Primary Care Physicians. The U.S. is often criticized for having too many specialists and not enough primary care physicians. At the moment, medical school students choose to be specialists about 70 percent of the time, primary care doctors 30 percent. By law, the Clinton health care proposal would have changed that mix to 50 percent each, forcing another 20 percent of the young men and women entering medical school to practice primary care. But is there a shortage of primary care physicians? Not really. When was the last time you saw a waiting line outside a primary care clinic? Moreover, a recent survey by the American Medical Association found that if physicians who practice both specialized and primary medicine are combined with the 34 percent who practice primary care exclusively, about 47 percent of all physicians engage in some form of primary care - nearly reaching Clinton's target with no government interference.
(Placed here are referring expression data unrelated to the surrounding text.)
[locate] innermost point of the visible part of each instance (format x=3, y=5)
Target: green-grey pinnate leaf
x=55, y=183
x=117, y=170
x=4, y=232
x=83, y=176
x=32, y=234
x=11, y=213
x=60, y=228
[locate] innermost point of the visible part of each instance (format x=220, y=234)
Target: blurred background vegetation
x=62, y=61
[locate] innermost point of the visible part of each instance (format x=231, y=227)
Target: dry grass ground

There are shortages of primary care physicians in some rural and inner-city areas, but almost nowhere else. For example, a 1990 survey found that only 28 doctors serving a population of 1.7 million low-income people in New York's Harlem were qualified to provide primary care. The explanation for such shortages has little to do with the ratio of primary care physicians graduating from medical school. There simply isn't enough money in rural and inner-city areas to support such physicians. Rural areas may not have enough people to warrant having a physician close by, while Medicaid, the federal health insurance program for the poor, pays so little that very few physicians can afford to locate in inner-city areas with a preponderance of Medicaid patients.